The Wonderful End of the World is a essentially a Katamari Damacy imitator for the casual PC market. Instead of being a tarball, you're a biped, walking with the arrow keys and optionally turning with the mouse, and as in Katamari, things you walk into adhere to you, increasing your size and ultimately allowing you to pick up larger things.
As befits something sold into the casual market, it's a lot easier; you get a letter grade at the end of each level, and anything over a B (which isn't hard to get) opens up new levels; no humiliating chastisement from the King. The UI isn't as physically satisfying as the dual-joystick controls of Katamari, but then, PCs don't have dual joysticks, and it's workable. The fact that it's easier isn't all bad, either; its a game you can pick up and play for a few minutes of goofball enjoyment, without having to endure the tenseness of Katamari's countdown.
The musical score is excellent, peppy, REM-like rock, the graphics clean and brightly lit, and the levels are well conceived. You're not going to throw away your Katamari discs, but World is an interesting variation and a nice change of pace -- and of course you can play it on your PC.


















"imitator"
Imitator is a very diplomatic way of putting it. Katamari is really unique game, and this is a cheap rip-off. Sorry, Dejobaan.
"Rip off"
So... Is Age of Empires a ripoff of Dune II? Is Unreal Tournament a ripoff of Quake? Is Neverwinter Nights a ripoff of Ultima? Is WoW a ripoff of Everquest (or possibly MUD)? Novel gameplay dynamics are adopted and extended by others. That's a fundament of game history, from its earliest inception.
I played it. I enjoyed it. So I wrote about it.
Rip off
It is a clone, since the dynamics are not expanded, just recycled in a way that does nothing with them on it's own accord. So, to answer your question, AoE is not a ripoff of Dune II, UT is not a ripoff of Quake, NWN is a different game than Ultima, but Titan Quest, per instance, most certainly is a complete rip-off (clone, if you will) of Diablo II, as is a ton of other games of the ARPG "genre".
The case is the same with The Wonderful End of the World, which merely builds new levels around Katamari's original mechanic.
Mind you, it's a good cheap rip-off and I love what it's saying with that wide grin on its face.
Not quite a ripoff
TWEotW adds some stuff, namely the abstract levels where you're picking up words or pixels of vibeo games. It also changes some stuff, like the control scheme. It has a very different feel than Katamari, too: less psychedelic and more chill.
Shall we say that if Katamari is Diablo I/II, TWEotW is a tiny Dungeon Siege?
Genre
Katamari doesn't qualify as a genre. It's too specific.
You can say that there are a million things that make an RTS game, so AoE is nearly completely different from C&C (and it is). But Katamari Damacy and Wonderful End Of The World are as different from each other as this Chinese statue is to Micky Mouse.

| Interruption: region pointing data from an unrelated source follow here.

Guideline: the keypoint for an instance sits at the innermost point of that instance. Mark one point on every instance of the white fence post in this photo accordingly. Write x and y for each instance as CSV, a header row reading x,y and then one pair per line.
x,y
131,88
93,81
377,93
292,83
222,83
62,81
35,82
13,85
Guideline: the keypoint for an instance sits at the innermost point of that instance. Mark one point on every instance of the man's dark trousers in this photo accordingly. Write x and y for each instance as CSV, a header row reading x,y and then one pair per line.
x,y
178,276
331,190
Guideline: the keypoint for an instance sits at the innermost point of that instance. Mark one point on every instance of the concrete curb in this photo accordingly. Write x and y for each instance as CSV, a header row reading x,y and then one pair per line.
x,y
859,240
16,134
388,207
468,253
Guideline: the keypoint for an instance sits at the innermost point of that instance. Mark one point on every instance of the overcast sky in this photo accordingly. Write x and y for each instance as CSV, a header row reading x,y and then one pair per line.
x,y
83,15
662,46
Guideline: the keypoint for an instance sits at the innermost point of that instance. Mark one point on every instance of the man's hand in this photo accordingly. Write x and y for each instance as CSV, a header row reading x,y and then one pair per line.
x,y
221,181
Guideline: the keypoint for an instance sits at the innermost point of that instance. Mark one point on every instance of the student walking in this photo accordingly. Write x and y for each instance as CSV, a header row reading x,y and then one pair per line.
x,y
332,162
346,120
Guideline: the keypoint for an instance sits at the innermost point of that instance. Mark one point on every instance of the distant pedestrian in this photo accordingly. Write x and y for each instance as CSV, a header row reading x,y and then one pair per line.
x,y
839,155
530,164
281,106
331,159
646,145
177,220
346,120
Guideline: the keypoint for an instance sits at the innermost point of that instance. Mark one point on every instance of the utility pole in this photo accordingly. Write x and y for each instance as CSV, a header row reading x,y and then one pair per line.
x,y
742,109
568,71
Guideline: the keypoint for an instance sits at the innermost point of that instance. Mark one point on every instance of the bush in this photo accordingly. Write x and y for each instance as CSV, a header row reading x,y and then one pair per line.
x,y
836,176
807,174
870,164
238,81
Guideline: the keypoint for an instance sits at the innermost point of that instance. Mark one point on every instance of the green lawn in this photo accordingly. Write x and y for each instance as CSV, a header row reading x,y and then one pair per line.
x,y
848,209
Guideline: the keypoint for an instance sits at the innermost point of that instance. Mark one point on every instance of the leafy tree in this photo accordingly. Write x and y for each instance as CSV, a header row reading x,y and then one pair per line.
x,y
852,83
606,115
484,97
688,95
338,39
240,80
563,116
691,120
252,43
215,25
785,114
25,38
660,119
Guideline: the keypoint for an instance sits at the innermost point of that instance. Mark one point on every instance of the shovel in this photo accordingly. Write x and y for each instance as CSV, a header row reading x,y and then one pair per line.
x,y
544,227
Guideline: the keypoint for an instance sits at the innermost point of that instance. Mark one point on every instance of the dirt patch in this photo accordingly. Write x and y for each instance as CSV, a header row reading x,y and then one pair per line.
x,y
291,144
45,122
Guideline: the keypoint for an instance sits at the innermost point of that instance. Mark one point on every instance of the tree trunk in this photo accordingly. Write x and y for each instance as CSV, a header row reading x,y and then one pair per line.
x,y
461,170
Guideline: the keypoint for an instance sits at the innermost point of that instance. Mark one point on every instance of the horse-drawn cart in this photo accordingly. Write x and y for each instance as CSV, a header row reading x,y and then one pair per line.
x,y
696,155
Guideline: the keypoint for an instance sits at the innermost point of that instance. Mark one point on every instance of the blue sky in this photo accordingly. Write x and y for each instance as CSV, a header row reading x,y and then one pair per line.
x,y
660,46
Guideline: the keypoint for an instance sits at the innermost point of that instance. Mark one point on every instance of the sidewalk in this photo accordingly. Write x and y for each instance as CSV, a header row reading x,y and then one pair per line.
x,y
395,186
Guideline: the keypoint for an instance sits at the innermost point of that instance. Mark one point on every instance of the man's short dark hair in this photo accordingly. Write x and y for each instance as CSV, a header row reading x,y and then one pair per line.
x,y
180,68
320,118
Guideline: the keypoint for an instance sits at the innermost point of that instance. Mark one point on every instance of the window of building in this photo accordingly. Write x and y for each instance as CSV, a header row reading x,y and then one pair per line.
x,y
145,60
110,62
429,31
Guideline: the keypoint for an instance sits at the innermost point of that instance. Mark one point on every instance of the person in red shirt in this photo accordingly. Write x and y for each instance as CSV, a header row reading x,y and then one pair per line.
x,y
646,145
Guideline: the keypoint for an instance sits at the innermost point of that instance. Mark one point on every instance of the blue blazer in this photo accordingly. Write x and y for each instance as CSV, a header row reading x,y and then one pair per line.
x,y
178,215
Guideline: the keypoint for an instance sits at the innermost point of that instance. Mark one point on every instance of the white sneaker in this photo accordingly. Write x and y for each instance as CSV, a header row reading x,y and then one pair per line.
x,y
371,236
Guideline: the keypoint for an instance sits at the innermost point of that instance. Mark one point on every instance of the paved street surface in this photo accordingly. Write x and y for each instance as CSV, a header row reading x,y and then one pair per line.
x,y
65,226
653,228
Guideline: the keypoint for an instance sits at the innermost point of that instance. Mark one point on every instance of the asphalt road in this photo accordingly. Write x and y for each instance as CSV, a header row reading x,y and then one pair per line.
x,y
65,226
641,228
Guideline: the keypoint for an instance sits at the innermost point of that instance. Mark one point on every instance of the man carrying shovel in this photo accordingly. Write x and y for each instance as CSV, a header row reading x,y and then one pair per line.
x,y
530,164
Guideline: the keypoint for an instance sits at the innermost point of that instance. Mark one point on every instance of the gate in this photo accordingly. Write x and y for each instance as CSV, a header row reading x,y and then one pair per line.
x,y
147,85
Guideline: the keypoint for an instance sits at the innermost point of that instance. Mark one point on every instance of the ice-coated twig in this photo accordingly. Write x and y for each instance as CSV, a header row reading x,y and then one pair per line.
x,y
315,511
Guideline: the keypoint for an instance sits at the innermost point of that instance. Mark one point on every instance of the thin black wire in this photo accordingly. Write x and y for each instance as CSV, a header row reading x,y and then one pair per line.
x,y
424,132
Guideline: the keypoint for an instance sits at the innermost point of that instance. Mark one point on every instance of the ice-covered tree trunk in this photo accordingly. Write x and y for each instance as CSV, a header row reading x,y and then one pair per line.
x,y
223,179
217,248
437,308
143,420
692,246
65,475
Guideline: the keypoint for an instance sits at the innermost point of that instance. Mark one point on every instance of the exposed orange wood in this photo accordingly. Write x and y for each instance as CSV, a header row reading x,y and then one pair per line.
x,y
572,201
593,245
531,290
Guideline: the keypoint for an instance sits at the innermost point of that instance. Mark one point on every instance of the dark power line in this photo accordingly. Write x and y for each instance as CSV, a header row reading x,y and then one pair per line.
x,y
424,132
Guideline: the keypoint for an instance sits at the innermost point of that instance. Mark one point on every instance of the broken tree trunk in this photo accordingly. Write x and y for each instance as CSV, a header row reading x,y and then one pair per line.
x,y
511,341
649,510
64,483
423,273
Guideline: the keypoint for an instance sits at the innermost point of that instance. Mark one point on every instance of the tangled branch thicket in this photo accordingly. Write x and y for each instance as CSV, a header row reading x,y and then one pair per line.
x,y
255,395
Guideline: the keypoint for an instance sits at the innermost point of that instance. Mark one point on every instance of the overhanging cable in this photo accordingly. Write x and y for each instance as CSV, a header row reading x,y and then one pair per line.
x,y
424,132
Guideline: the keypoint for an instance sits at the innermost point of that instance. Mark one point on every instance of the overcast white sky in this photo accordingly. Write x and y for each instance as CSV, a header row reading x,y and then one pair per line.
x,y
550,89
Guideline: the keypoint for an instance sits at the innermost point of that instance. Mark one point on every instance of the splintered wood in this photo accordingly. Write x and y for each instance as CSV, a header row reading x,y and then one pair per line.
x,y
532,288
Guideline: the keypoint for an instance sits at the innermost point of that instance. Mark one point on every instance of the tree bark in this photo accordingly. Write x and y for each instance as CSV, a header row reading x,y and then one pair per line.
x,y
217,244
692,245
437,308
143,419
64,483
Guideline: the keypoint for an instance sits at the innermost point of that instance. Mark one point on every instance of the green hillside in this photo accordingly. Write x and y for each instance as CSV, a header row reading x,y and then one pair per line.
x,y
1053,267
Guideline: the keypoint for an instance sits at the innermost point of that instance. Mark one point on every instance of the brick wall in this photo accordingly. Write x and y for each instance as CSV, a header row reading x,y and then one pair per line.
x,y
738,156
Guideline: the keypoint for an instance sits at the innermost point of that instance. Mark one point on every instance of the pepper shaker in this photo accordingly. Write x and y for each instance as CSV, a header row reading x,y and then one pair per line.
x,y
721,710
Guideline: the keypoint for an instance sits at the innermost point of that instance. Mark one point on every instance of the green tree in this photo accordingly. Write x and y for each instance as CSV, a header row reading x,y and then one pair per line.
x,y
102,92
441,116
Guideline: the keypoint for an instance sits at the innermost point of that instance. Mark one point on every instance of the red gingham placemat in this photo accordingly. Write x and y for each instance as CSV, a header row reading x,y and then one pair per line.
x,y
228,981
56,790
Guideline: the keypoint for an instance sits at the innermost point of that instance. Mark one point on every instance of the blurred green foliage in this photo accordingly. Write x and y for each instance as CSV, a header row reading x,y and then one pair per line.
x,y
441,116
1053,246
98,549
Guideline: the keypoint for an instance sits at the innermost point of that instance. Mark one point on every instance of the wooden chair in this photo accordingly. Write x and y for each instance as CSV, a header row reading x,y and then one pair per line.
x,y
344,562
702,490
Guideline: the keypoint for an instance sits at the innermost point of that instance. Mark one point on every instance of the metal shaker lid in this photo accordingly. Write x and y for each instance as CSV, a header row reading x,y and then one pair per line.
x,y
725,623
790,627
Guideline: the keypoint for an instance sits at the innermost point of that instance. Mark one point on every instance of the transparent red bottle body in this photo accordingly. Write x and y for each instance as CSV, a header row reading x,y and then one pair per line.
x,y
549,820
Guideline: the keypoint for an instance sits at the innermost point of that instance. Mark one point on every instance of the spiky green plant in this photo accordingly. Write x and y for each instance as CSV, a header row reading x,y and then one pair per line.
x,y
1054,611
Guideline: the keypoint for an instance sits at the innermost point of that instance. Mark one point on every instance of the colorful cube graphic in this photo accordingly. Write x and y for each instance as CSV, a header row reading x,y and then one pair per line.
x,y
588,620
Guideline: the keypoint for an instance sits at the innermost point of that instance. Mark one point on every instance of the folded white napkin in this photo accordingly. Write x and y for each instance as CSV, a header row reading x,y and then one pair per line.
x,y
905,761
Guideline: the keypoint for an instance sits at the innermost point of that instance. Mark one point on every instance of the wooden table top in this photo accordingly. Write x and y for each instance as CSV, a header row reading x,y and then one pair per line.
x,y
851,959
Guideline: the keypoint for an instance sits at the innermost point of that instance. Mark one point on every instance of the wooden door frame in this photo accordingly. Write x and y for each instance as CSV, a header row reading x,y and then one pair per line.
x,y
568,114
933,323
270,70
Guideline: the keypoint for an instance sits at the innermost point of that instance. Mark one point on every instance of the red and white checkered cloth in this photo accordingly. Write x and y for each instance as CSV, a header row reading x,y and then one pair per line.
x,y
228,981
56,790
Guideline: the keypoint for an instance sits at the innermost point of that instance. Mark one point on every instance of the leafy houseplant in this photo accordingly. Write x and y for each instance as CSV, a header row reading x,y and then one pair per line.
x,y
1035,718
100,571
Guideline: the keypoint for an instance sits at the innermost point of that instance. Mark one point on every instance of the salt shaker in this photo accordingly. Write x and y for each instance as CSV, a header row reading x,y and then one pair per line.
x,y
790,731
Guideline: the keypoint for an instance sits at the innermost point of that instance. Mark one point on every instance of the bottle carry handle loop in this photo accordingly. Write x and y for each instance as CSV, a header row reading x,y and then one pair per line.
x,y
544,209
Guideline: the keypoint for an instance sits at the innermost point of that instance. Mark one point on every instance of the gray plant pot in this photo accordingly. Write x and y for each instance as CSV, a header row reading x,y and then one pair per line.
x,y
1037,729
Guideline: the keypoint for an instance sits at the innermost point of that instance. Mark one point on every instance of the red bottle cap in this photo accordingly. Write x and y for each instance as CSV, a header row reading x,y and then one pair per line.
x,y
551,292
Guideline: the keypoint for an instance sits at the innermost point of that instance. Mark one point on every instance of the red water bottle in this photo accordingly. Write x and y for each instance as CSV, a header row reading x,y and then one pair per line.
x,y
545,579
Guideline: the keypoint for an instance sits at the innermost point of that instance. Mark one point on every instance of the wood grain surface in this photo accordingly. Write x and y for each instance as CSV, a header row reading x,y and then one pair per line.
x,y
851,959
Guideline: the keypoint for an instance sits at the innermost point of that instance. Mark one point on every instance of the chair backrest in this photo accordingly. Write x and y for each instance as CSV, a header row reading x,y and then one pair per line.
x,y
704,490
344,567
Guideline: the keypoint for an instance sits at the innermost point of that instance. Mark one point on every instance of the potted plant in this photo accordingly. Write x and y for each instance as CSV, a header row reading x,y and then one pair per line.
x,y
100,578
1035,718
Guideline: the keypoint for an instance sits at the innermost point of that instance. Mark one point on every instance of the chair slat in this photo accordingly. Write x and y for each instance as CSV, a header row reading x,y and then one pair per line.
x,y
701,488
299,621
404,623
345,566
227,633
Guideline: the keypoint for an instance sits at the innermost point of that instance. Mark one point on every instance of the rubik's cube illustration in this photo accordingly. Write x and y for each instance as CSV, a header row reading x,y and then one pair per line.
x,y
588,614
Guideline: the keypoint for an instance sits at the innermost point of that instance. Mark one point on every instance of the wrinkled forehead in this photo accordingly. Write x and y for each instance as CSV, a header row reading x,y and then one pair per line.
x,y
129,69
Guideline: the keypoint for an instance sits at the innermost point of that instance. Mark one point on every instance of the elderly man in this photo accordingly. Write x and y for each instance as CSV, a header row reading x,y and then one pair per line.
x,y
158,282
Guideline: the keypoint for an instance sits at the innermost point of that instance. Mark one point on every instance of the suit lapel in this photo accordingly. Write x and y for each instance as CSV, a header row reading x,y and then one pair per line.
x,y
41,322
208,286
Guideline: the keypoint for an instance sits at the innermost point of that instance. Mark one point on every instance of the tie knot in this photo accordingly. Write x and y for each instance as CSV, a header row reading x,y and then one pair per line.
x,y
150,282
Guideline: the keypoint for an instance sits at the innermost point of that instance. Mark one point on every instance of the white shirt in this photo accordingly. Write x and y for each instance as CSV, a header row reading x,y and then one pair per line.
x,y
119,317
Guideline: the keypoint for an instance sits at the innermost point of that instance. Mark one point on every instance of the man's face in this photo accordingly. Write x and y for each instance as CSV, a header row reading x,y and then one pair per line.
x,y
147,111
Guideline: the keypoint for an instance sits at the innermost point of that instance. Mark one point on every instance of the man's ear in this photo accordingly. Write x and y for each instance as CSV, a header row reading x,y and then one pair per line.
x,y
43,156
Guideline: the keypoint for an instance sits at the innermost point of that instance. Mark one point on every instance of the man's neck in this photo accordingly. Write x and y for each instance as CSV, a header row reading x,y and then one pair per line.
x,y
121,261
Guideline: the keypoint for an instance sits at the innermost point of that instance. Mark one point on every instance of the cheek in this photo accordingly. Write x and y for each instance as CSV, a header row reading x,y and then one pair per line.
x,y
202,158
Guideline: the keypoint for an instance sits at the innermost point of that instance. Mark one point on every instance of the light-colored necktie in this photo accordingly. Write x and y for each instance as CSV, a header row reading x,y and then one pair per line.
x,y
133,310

I really don't understand why they wasted all that programming talent on a completely unoriginal idea. It's almost unethical for a company who wants to go the indy route. They have proven they can do better, too, so this really sticks out negatively.
I just don't understand their motivation. It doesn't quite look like a cash-cow either.
Genre, Redux
As Dan Scherlis says, "Genre is what we call one hit game and its imitators." Dune II, the ur-RTS, was as startlingly original in its day as Katamari is today. I suspect that Katamari is too odd-ball to serve as the fount for a genre of games with similar play, but it's not impossible; thus, I reject the argument that World is in some sense illegitimate.
I agree with Greg on this
I agree with Greg on this one. This game is a deviation on the Katamari model with some tweaks. That's progress, right? Even if this game is a "knockoff" as some write it off as, it helps define what Katamari isnt- which is how genres begin. There is potential for it. What about a positive negative mechanic that shrank your ball instead of enlarging it? Or a simple aesthetic change? And so forth.